For when distance makes the heart do more than just grow fonder.
I made coffee this morning and poured two cups out of habit. The second one sat there going cold, and I just stared at it like it owed me something.
There's a gap on your side of the bed that I keep rolling into at 3am. My body is looking for you even when my brain knows you're not here.
I heard a song today that you would have made me listen to twice. I listened to it twice anyway, once for me and once pretending you were in the passenger seat.
It's not the big things I miss. It's the sound of you moving around in the other room. The background noise of you existing near me.
I walked past that restaurant we like and almost texted you before remembering the time zone math. Six hours feels like a continent.
Someone at work told a joke today and I turned to where you'd normally be standing. The empty space beside me hit harder than it should have.
I miss the specific weight of your head on my chest. Nothing else feels right in that spot. I've tried pillows. It's not the same.
Your hoodie still smells like you. I know that's fading by the day, so I've been rationing how often I wear it. That's the level of absurd I've reached.
I miss arguing about what to watch. I miss you hijacking the remote. I have complete control of the TV now and I'd give it all back in a heartbeat.
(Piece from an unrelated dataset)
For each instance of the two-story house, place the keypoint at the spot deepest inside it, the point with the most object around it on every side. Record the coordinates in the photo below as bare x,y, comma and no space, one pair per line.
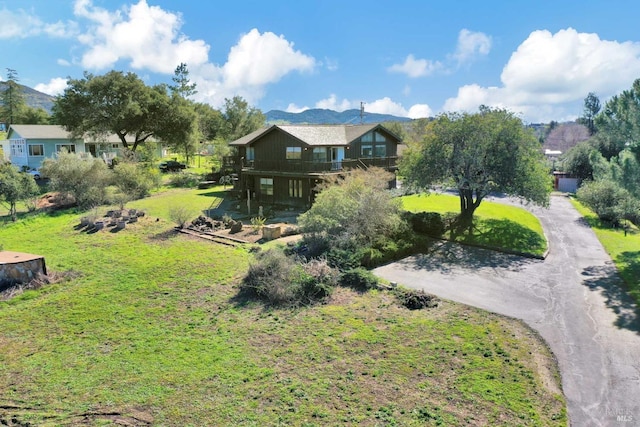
283,164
I saw something today that would have made you laugh — really laugh, the kind where you can't breathe. I took a photo but it won't land the same without your reaction next to it.
The apartment is too quiet. I never noticed how much sound you bring to a space until the space went silent.
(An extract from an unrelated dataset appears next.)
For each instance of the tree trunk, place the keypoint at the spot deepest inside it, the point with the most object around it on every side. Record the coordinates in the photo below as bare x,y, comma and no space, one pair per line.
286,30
I miss your terrible morning voice. The scratchy, half-awake version of you that can barely form sentences. That voice is one of my favorite sounds on earth.
I keep checking my phone hoping you've sent something. Even a random photo. Even a single word. Anything that proves we're still tethered across this distance.
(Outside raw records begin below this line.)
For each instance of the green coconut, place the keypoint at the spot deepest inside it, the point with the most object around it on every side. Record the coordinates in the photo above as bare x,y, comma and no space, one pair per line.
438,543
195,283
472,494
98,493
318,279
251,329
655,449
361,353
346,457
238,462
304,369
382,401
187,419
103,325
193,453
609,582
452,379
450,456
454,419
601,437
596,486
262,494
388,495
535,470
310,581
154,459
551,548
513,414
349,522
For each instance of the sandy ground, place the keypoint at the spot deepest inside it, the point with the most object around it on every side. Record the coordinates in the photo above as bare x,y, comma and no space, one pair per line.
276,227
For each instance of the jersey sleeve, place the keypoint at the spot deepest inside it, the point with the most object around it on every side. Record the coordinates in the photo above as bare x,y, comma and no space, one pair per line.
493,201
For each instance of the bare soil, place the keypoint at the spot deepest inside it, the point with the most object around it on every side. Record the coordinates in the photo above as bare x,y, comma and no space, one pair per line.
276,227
Cooking for one is the loneliest thing I've ever done. Everything I make is too much food because my hands don't know how to measure without you at the table.
I drove past the spot where you always point out that one crooked tree. I pointed at it alone in the car and then felt ridiculous. And then felt sad.
Tell us about them — we'll write something that makes the miles feel shorter.
Write a love letterYou'd hate the weather here today. Gray and windless and heavy. The kind of day you'd insist on staying in bed until noon. I wish you were here to insist.
I'm reading a book you'd love and I keep dog-earing pages to show you. By the time you see it, the whole thing will be folded corners.
Missing you isn't dramatic. It's mundane. It's reaching for your hand at a crosswalk. It's setting the table with one too many forks. It's the quiet accumulation of small absences.
I fell asleep on the couch last night watching something we'd normally watch together. Woke up disoriented, expecting your feet tangled in mine. The couch felt enormous.
I miss the way you narrate things. You'd look out this window right now and make up a story about the person walking their dog. I miss your running commentary on the world.
Some nights I call you just to hear your voice for two minutes before you fall asleep. I know you're tired. I know it's late. But those two minutes carry me through the next day.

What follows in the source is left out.